English woodcarver and property developer

Thomas Young (c. 1650 – ?) was an English woodcarver and property developer, best known for Kensington Square.

It is thought that he was born in Devon. Young was apprenticed to a joiner and woodcarver, and was admitted to the Joiners' Company as a freeman in 1670, at the age of about 20.

In 1685, he acquired 14 acres of land in Kensington which he sought to develop, and as he later described it in 1701, "did sett out and appoint a considerable part thereof to be built into a large Square of large and substantial Houses fit for ye Habitacion of persons of good Worth and Quality, with Courts and Yards before and Gardens lying backwards". This was Kensington Square. From 1692 onwards, the central garden was laid out.

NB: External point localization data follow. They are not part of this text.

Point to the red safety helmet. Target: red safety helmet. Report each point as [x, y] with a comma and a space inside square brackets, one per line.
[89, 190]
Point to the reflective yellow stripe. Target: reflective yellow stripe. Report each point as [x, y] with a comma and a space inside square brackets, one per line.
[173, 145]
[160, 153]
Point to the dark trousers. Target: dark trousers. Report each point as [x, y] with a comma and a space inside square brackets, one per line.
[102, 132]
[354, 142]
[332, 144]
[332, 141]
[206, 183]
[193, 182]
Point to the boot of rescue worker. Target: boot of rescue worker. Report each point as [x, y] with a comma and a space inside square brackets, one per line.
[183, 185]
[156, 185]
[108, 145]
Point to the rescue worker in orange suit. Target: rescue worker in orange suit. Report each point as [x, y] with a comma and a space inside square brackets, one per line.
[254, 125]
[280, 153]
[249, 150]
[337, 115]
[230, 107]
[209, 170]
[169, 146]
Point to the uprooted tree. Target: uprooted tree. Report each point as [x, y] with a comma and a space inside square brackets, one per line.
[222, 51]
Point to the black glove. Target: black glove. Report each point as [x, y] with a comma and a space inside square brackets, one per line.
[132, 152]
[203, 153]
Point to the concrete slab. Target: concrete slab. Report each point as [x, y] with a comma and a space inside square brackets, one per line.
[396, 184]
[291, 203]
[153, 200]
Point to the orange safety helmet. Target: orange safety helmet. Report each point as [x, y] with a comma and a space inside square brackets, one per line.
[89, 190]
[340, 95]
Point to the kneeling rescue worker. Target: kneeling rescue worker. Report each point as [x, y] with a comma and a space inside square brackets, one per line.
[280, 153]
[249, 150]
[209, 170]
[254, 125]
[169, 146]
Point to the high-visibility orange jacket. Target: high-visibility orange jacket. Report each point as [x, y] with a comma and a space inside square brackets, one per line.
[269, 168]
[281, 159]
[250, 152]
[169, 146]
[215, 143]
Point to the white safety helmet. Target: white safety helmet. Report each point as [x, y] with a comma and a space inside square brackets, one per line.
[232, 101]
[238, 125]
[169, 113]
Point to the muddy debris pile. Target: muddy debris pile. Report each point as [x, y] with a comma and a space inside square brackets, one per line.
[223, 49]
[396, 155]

Young attempted to develop Kensington Square alone, but had financial problems, which led him to sell plots to other developers, and to borrow more money. He was eventually jailed in the King's Bench Prison for debt. He was backed by Thomas Sutton, who persuaded him to give more equity to Sutton to prevent other creditors from seizing his remaining land, and to help obtain his release. However, after Young left prison, he was not able to repay his loan to Sutton, got into debt again, and spent almost ten years in Fleet Prison. He ended up having to bring a case against Sutton.

Young Street, which runs north–south from Kensington High Street to Kensington Square, is named after him.